Five hundred bears is generally regarded as the key threshold, above which bears are doing fine and below which the bears might be in trouble. In November, the Billings Gazette reported that in the previous five years, an average of 43.6 females with cubs were observed, including a high of 52 in 2002 and 49 in 2004. The last time the number was as low as 31 was in 1997.
Members of the Interagency Grizzly Bear Study Team explained at the time that the lower number could be attributed to a "bumper crop" of cubs in recent years that left many females unable to breed. Female bears have a three-year cycle: bearing a cub, then caring for a yearling, then back into breeding on the third year. Another factor could have been persistent snow at some moth feeding sites, which kept the bear count down.
Cherry picking?
Sampling error or variability is a critical issue, said Steve Stringham, an Alaska bear biologist. He said he doesn’t have a huge problem with reliance on female-with-cub sightings, saying it is “not an unreasonable method.”
What Stringham finds troublesome is when federal biologists refuse to release the data that underpins their methods and their results.
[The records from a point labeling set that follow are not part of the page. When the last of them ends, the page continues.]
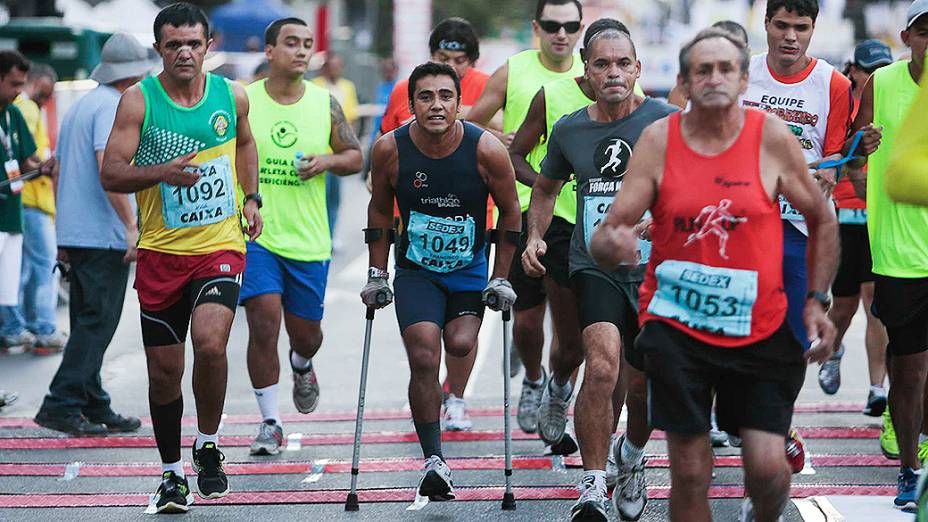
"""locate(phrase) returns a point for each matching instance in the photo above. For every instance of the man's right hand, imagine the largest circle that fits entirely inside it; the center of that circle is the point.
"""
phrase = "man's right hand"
(180, 172)
(535, 248)
(376, 293)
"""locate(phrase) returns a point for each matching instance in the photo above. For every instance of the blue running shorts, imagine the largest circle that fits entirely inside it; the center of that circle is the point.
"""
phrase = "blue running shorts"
(301, 284)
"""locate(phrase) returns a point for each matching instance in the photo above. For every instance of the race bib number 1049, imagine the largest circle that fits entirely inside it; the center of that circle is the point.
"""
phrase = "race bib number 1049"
(210, 200)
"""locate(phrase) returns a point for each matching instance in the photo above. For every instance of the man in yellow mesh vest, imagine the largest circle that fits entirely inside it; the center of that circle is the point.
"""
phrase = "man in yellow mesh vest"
(32, 322)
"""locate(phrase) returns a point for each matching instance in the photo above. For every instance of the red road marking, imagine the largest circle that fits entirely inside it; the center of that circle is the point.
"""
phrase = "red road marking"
(396, 465)
(340, 439)
(399, 495)
(349, 416)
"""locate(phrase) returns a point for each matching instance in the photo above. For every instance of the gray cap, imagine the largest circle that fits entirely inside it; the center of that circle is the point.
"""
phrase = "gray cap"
(918, 8)
(122, 57)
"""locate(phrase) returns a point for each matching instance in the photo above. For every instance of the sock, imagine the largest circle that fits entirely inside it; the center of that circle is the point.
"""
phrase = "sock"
(599, 478)
(165, 419)
(176, 467)
(203, 438)
(299, 363)
(631, 454)
(267, 403)
(429, 438)
(562, 391)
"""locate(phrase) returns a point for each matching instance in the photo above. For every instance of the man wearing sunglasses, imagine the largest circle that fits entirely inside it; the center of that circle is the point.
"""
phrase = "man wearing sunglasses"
(512, 87)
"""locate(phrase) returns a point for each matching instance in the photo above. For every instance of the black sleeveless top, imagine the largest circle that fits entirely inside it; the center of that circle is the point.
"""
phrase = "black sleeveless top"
(442, 203)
“Science is supposed to be an open process,” said Stringham, who has a doctorate in wildlife biology. Federal scientists have refused, so far, to release their raw data or computer models. “It all has to be taken on faith,” Stringham said.
Honnold noted that peer review is usually limited to fellow scientists checking procedures, methods and accuracy in results n only rarely does it drill down to the raw data level. Yet when you have critical issues, he said, that’s what is needed.
Craig Pease, a demographer on the faculty of Vermont Law School, said he’s “astonished by the failure of the delisting process to expose the underlying uncertainties.”
He charged the Fish and Wildlife Service with more than cherry picking, with federal officials publicizing the 2004 figure because it gave a reason to delist the bear, then ignoring the 2005 data because it might be difficult to explain.
“This is selective manipulation of the data and is blatantly deceptive,” Pease said. The government really should have a population estimate protocol, not an ad hoc scheme that isn’t used elsewhere, he said.
Gold standard
So what’s the alternative to using female-with-cub sightings?
Servheen and Honnold agree that the gold standard of counting bears would be a system of hair snares and DNA analysis. That’s where bears are lured into scent stations and have to step over or crawl under a strand of barbed wire. Snagged hair can be analyzed to identify bears and entire family tree structures.
The limiting factor is money, they both acknowledge.
That same limit applies to capture, mark and release techniques, which were used in 1998 and 1999 but abandoned when budgets were cut in 2000. Marked or collared bears don't get double-counted under that system, giving scientists a higher confidence in their sightings and subsequent head counts.
Science sees the world in shades of gray, given a wide range of variables and uncertainties. Yet other people want to understand that world in black-and-white terms, Schwartz said. Communicating the nuances, the uncertainties and probabilities of science “is darn hard to do."